As the pandemic continues, not a day goes by without new announcements of salary cuts, hiring freezes, mandatory unpaid days off, or layoffs. All of which put talks about pay raises somewhere in most people’s fantasyland.

Or maybe not. Experts say—and data supports—that some employees actually may have more leverage at the negotiating table than usual. As of April, for example, only 17% of firms were canceling pay raises, according to a survey by World at Work, a trade group that tracks pay and rewards. There’s hope for higher compensation for lower-level employees too. It all just might take a little bit of time. “People are still asking for more and getting more,” says David Ginchansky, a career coach at Korn Ferry Advance.

Here are three tips for negotiating amid the pandemic-inspired downturn.

Create leverage out of the bad stock market.

Employees at many levels are usually given options to buy stock as part of their pay package, only to watch their values now sink dramatically in today’s tumbling market. “If your option’s strike price is $40 but now the stock is $30, the stock has to get back to $40 just for it to break even,” says Irv Becker, vice chairman of Korn Ferry’s Executive Pay and Governance business. At the same time, restricted shares, the most common form of long-term incentive many executives receive, also have fallen in value.

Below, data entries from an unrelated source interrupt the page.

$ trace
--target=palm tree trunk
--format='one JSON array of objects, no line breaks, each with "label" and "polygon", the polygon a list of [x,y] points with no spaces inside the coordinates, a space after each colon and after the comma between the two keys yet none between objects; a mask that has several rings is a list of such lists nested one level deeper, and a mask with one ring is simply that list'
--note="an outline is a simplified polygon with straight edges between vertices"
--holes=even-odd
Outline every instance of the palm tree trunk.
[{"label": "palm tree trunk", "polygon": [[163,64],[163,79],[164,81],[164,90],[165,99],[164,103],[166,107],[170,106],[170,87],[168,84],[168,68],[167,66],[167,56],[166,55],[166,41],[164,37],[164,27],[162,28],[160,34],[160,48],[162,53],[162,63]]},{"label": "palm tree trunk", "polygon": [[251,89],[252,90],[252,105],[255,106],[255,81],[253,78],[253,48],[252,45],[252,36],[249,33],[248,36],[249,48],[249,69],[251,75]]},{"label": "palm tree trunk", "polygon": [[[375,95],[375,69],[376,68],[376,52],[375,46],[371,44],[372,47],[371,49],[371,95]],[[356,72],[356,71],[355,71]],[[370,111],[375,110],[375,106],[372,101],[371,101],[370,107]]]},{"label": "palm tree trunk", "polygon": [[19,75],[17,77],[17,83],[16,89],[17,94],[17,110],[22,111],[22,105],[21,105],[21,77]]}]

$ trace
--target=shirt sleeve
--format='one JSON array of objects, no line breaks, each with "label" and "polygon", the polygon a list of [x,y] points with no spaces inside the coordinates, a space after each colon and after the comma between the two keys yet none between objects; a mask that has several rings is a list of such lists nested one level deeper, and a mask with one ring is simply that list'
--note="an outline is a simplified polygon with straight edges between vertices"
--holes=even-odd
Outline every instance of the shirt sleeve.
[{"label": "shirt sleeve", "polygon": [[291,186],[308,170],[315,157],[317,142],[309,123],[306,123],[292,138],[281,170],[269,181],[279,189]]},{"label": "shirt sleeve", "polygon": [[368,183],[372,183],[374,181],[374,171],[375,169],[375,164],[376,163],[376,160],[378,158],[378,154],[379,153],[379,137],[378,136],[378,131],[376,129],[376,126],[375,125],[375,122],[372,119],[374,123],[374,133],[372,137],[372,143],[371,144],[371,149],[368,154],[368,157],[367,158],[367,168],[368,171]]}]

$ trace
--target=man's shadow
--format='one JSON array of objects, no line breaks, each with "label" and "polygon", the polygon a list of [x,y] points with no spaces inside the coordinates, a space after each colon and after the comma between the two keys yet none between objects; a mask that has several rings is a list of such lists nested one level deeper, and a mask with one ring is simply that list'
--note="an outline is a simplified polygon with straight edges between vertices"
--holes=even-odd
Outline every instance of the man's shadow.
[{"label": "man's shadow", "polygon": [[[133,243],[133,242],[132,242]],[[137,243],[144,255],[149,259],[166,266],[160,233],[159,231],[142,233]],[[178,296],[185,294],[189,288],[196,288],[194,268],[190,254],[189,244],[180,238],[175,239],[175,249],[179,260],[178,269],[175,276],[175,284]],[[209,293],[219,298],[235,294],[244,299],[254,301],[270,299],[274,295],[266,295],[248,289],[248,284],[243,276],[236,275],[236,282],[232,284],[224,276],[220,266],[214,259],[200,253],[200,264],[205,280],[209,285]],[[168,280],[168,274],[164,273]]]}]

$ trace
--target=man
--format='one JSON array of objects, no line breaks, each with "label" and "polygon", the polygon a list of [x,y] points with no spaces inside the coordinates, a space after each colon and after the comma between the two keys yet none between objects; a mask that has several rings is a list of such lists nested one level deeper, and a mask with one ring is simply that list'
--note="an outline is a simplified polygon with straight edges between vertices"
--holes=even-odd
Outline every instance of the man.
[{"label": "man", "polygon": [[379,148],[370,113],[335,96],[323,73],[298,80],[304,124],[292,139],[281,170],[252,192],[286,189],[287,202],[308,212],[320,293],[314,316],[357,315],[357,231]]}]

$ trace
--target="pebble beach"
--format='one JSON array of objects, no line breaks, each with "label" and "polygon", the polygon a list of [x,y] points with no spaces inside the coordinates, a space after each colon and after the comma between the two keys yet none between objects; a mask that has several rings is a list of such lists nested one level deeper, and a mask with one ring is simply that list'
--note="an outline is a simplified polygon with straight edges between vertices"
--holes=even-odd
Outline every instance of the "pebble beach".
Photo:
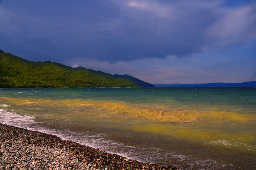
[{"label": "pebble beach", "polygon": [[0,129],[0,169],[178,169],[138,162],[45,133],[1,123]]}]

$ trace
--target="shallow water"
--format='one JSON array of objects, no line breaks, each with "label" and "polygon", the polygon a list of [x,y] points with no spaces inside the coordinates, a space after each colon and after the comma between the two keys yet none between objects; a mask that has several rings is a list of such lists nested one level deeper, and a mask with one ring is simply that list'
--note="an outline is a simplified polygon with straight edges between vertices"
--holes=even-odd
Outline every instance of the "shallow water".
[{"label": "shallow water", "polygon": [[0,122],[181,169],[253,169],[256,88],[0,89]]}]

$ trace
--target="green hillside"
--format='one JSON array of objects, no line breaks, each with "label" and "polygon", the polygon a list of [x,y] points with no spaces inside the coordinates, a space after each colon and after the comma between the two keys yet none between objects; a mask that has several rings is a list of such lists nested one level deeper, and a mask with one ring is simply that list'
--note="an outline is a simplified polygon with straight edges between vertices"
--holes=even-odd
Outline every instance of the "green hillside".
[{"label": "green hillside", "polygon": [[28,61],[0,51],[0,87],[138,87],[125,78],[50,61]]}]

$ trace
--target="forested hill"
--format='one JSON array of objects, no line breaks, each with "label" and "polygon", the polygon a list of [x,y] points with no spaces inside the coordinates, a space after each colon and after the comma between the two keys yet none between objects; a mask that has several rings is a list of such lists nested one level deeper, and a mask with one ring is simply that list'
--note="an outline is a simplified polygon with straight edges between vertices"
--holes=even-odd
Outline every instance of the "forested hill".
[{"label": "forested hill", "polygon": [[130,79],[100,71],[80,67],[72,68],[50,61],[28,61],[0,51],[0,88],[142,86]]},{"label": "forested hill", "polygon": [[114,74],[113,75],[115,77],[118,77],[119,78],[124,78],[126,79],[135,82],[140,85],[142,87],[155,87],[155,86],[153,85],[149,84],[148,83],[143,82],[142,80],[141,80],[139,79],[135,78],[132,76],[129,76],[127,74],[125,74],[124,75],[122,75],[121,74]]}]

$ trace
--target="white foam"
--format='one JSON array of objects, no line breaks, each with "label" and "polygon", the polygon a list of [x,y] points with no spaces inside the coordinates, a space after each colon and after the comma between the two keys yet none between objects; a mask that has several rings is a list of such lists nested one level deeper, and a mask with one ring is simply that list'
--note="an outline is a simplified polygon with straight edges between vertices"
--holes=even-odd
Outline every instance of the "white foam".
[{"label": "white foam", "polygon": [[[209,167],[212,167],[213,165],[223,167],[233,166],[231,165],[220,164],[212,160],[199,160],[193,158],[191,155],[181,155],[175,152],[163,154],[162,150],[156,148],[141,148],[126,145],[108,139],[108,136],[103,134],[92,135],[89,132],[73,132],[71,131],[72,130],[60,130],[42,127],[40,126],[39,122],[35,121],[34,117],[20,115],[16,114],[14,111],[11,112],[0,109],[0,122],[56,135],[62,138],[63,140],[70,140],[139,161],[159,163],[163,160],[176,160],[177,164],[174,165],[178,168],[182,168],[180,167],[180,165],[186,162],[186,164],[191,169],[199,167],[201,167],[202,170],[211,169]],[[224,141],[219,142],[226,144]]]},{"label": "white foam", "polygon": [[0,122],[8,125],[26,128],[28,125],[35,123],[34,118],[33,116],[22,116],[0,109]]},{"label": "white foam", "polygon": [[9,105],[8,104],[5,104],[0,105],[0,106],[2,106],[3,107],[7,107],[8,106],[10,106],[10,105]]}]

But the bad news may actually work in favor of certain employees. Organizations know that one way to keep talent is to give employees long-term stock plans that will pay off if they stick around. So a top performer could ask the firm to adjust those plans or just boost their bonus plan in 2021 to compensate for the current fall-off. And nearly every firm realizes the need for strong staff when business resumes. “Yes, it’s an employer’s market, but companies won’t be so foolish around their top performing people,” says Becker.

Take the right approach.

No matter what the employee level, the key to any negotiation now is the approach, Ginchansky says. Of all times, it’s critical for employees to emphasize all the value-adding projects they’ve done recently and how committed they are to the company. This can be particularly beneficial to essential-service firms like healthcare that are actually doing well in the pandemic.

But even at firms experiencing hiring freezes or layoffs, successful salary negotiations are possible with the right demeanor. “You should say, ‘I know it’s not a conversation to have right now, but here’s what I’ve accomplished so far,” says Ginchansky.

The raises might not happen immediately, experts say. But letting your desire for higher pay be known now (and having a good performance track record written down that displays the reasons for higher pay) may pay off in better times.

Knowledge is power.

Finally, experts say the negotiating strategies that worked when the job market was good can still apply surprisingly well in such harsh times. For one, instead of stating the desired salary, candidates should do everything they can to make the potential employer disclose a salary range first. That way, candidates won’t either inadvertently suggest a salary far lower than what a company was willing to pay or price themselves out of the job.

After finding out the company’s salary range, it’s a matter of how you ask for more money, Ginchansky says. “Be agreeable, not demanding,” he says. Candidates can get a sense of what their potential roles pay industry-wide by looking at sites such as Glassdoor and PayScale.

From there, experts suggest negotiating once there’s an actual job offer—not during a first or second interview. In their book The 3-D Negotiation, authors David Lax and James Sebenius recommend making a “non-offer offer,” or a statement that can anchor the discussion in your favor without seeming extreme. Instead of saying, “I deserve $80,000,” you can say, “Correct me if I’m wrong, but I’ve heard people like me typically earn $80,000 to $90,000.”